Since then, she has had three more surgical procedures to thin the thick skin around her neck, which was added from her breasts to protect her jaw during surgery.

Meigan has several long scars (Image: SWNS)

Megan’s frequent hospitalizations, as well as her disability, prevented her from working from her original root canal in 2017 to attend university.

She said: “When I eat, it’s always soft food, I live on eggs, pasta, chicken and burgers. But the textures are hard for me, so I usually eat a few bites, after which my jaw tightens and gets tired.

“I can’t even go out during the winter months unless it’s absolutely necessary, because trembling is the worst. Because your jaw is so tense, it’s probably the worst pain for me.”
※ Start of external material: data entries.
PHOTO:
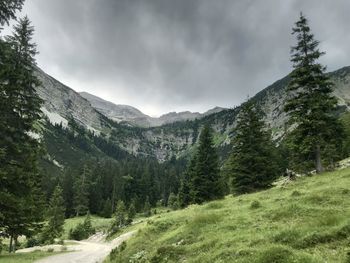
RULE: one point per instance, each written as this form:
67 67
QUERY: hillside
306 220
131 116
176 138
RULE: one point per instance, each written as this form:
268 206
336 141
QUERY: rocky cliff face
130 115
172 137
62 104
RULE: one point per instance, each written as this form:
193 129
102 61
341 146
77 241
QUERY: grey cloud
183 54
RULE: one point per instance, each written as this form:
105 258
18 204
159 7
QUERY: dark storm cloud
163 55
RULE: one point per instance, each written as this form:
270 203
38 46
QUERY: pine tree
107 209
310 104
20 195
173 201
147 208
120 217
81 198
8 10
54 228
206 181
185 197
131 212
252 162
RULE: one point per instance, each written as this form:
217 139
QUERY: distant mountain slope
131 115
174 137
61 104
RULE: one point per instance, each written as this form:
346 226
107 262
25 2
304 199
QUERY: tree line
122 185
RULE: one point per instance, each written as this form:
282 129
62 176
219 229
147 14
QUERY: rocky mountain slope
172 139
130 115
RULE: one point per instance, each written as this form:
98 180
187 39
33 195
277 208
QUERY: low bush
82 230
255 204
275 255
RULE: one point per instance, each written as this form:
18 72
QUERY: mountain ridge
177 138
131 115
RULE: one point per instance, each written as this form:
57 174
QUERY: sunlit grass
307 220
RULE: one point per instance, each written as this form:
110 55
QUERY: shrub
296 193
287 237
255 204
32 242
275 255
166 254
82 230
116 251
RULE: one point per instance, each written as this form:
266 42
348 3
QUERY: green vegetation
306 220
20 194
202 181
97 223
316 140
54 228
253 162
24 257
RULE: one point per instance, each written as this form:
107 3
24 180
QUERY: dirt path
89 251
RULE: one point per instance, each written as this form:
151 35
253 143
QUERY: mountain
130 115
62 104
118 113
174 137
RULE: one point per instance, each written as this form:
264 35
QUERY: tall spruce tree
8 10
20 195
81 197
56 215
185 197
206 182
310 104
252 161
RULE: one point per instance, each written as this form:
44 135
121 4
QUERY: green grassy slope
24 257
307 220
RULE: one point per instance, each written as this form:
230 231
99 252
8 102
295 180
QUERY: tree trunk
319 168
10 247
14 244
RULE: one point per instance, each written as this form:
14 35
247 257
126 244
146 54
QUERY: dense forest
93 175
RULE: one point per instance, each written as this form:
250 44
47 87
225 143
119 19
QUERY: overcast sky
175 55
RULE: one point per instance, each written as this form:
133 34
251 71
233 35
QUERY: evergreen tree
131 212
310 104
185 197
87 225
81 198
206 181
147 208
252 163
173 201
54 228
107 209
120 218
20 195
8 10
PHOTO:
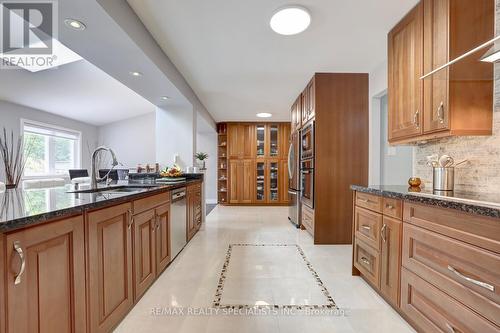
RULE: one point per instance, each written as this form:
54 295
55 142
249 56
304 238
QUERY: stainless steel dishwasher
178 220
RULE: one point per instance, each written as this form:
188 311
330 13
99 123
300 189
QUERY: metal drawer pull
20 253
471 280
450 328
365 261
383 232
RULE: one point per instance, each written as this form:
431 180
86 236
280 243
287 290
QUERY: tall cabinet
257 161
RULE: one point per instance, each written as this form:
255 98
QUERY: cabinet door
144 251
260 141
284 179
234 140
162 237
273 142
405 44
390 259
260 182
436 44
49 295
109 266
273 176
235 179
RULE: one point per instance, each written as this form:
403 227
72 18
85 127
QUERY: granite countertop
25 207
483 204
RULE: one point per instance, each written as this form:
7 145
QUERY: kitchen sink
116 189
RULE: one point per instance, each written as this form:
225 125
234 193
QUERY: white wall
175 135
133 140
10 118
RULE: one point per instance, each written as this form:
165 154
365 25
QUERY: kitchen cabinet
405 45
457 100
390 259
144 228
45 285
109 266
194 210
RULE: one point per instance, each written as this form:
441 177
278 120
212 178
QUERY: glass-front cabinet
260 182
261 140
273 140
273 168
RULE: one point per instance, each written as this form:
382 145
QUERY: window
49 150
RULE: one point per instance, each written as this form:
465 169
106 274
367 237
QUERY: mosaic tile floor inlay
253 262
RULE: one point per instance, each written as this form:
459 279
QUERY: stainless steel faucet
94 178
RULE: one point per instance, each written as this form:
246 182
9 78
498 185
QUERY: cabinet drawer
308 219
367 225
150 202
369 201
393 207
431 310
367 261
466 272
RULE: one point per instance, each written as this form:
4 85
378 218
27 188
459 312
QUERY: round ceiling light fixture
264 115
75 24
290 20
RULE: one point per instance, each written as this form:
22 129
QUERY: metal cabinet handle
130 219
20 253
440 113
471 280
416 122
383 232
450 328
365 261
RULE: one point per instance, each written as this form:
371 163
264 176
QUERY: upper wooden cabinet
405 69
457 100
45 286
241 140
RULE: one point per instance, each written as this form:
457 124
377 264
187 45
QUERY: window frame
77 155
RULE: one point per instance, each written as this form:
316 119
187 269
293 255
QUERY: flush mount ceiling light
75 24
264 115
136 73
290 20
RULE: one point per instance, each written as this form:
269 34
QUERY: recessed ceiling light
290 20
75 24
264 115
136 73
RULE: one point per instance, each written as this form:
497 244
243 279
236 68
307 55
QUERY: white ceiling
78 91
238 66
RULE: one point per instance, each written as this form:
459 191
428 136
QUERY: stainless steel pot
443 179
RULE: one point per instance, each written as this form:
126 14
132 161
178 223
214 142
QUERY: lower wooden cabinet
45 286
109 266
390 259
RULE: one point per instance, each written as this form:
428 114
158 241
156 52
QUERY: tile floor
181 300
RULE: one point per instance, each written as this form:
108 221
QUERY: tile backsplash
482 172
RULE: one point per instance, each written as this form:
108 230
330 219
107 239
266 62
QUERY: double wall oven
307 165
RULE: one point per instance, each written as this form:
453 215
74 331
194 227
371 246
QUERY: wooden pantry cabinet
457 100
257 163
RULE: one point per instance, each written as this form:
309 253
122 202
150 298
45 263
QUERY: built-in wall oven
307 141
307 182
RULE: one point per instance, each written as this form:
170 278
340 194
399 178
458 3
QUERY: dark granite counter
483 204
25 207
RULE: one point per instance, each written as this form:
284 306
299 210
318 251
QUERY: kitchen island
435 257
78 262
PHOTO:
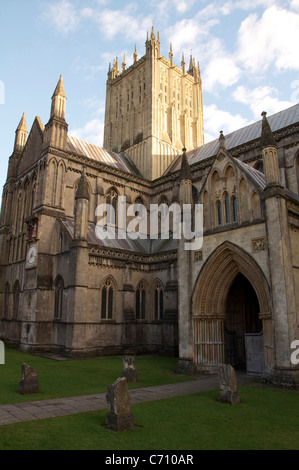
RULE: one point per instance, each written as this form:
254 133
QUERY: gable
33 147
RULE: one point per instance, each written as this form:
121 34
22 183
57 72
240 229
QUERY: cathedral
234 299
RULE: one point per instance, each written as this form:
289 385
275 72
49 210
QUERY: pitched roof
239 137
257 176
94 152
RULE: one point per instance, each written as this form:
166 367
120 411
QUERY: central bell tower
153 109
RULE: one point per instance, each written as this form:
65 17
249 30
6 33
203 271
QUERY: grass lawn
79 377
266 419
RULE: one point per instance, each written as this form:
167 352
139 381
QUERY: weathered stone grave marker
29 382
228 385
129 369
120 417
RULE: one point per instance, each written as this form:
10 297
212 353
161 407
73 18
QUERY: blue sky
247 50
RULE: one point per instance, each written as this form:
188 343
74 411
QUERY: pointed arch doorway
231 312
242 326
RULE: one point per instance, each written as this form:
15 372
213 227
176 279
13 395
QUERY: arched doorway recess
215 299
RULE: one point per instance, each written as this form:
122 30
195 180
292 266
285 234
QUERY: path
33 410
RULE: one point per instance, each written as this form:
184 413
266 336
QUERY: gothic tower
153 109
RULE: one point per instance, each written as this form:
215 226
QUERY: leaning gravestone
120 417
29 382
129 369
228 385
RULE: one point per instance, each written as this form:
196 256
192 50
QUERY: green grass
265 420
79 377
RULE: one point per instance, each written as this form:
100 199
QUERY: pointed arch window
140 301
16 299
235 209
159 301
59 288
107 300
219 213
6 300
111 206
227 208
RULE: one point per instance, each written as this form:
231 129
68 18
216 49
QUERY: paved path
33 410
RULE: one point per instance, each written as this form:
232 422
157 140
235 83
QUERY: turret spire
171 56
124 63
59 90
59 100
21 134
185 173
135 54
183 63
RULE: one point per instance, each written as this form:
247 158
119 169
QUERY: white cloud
221 72
295 5
271 39
216 120
92 132
62 15
124 22
263 98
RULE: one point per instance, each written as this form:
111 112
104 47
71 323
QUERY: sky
247 51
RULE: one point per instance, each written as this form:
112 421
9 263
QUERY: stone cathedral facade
235 299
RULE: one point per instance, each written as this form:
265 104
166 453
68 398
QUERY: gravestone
120 417
129 369
29 382
228 385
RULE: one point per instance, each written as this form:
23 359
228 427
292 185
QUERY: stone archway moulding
217 275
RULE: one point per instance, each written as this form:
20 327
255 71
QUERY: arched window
59 287
235 209
111 206
107 300
159 301
16 299
219 213
140 301
227 208
139 206
259 166
6 299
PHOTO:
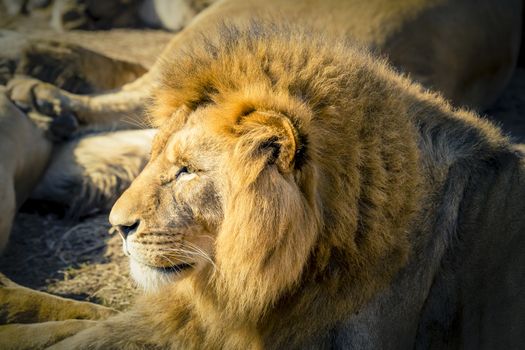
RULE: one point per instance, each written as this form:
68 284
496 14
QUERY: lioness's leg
39 335
24 305
24 153
89 173
56 91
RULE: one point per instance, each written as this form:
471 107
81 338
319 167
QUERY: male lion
301 194
465 49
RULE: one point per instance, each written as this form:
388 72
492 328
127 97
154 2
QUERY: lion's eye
182 171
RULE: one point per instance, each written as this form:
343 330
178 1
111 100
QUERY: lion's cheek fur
264 243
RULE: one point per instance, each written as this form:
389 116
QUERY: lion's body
388 220
345 207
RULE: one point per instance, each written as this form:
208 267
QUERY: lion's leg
89 173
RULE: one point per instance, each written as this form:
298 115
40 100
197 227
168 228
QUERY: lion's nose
126 230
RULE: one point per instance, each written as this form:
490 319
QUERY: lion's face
169 216
220 193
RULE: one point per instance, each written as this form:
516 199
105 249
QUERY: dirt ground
80 259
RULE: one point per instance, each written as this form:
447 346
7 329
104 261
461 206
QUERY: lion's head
275 174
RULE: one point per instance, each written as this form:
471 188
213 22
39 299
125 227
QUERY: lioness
298 191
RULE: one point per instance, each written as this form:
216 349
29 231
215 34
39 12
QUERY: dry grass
74 259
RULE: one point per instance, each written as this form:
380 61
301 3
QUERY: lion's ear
270 135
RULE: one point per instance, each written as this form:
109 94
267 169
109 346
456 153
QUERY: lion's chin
151 279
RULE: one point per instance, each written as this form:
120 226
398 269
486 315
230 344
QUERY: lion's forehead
193 141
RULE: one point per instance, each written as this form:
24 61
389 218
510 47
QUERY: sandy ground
80 259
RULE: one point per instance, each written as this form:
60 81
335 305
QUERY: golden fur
324 192
331 189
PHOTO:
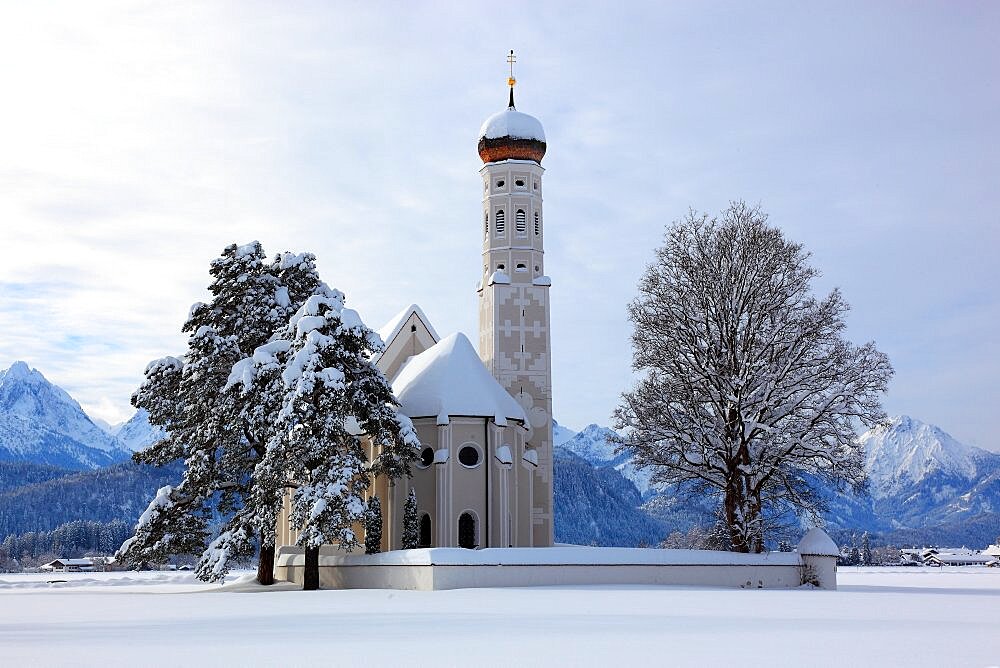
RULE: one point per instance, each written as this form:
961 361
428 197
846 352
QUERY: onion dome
511 135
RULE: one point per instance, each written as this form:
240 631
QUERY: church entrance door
467 531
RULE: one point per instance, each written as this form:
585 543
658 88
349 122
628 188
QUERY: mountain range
925 486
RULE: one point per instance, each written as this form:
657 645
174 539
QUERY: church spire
511 58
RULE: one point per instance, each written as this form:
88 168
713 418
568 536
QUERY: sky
137 140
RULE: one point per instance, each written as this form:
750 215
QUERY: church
483 477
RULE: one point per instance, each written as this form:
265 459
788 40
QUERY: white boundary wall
455 568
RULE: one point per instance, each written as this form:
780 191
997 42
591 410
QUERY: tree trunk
265 565
732 501
310 577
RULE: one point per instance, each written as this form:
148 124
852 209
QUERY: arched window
426 458
467 531
468 456
425 530
521 223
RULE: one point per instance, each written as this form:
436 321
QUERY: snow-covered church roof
512 123
449 379
511 135
390 329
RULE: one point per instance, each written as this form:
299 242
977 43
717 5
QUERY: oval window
469 455
427 457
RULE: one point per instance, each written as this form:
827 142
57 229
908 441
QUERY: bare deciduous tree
747 384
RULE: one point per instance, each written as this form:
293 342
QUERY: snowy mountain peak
18 370
40 422
137 434
592 444
907 451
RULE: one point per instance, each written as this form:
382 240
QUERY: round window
469 455
427 457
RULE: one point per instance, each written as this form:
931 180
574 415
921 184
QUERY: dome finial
511 58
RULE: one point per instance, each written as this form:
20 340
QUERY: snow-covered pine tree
373 526
317 379
747 386
208 427
411 528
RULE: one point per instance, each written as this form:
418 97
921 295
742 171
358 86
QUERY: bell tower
514 340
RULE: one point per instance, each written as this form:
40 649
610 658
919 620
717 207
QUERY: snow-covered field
879 617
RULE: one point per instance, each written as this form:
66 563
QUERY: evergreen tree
411 529
373 526
855 557
208 427
316 389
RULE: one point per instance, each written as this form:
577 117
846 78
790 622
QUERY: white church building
484 474
484 477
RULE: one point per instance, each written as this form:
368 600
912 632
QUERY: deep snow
879 617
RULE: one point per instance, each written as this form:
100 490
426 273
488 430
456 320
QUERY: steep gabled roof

Although fortunately all her procedures were covered by insurance, she wants to share her story to help others suffering from medical complications feel less alone. She wants to talk about her attempt to be transmitted by medical professionals, as it has become impossible to know who is to blame for her complications.

She said: “People should not be treated in this way, where do you go when it is too difficult to prove medically guilty? I called so many doctors to see if they could help me and everyone told me to go back to where I started.

“She cries every day. This is the worst. The first and last thought of my days always relates to my face in some way.

“The amount of stress on my body is like going to bed at 32 and waking up at 70. I want other people like me to know they’re not alone.”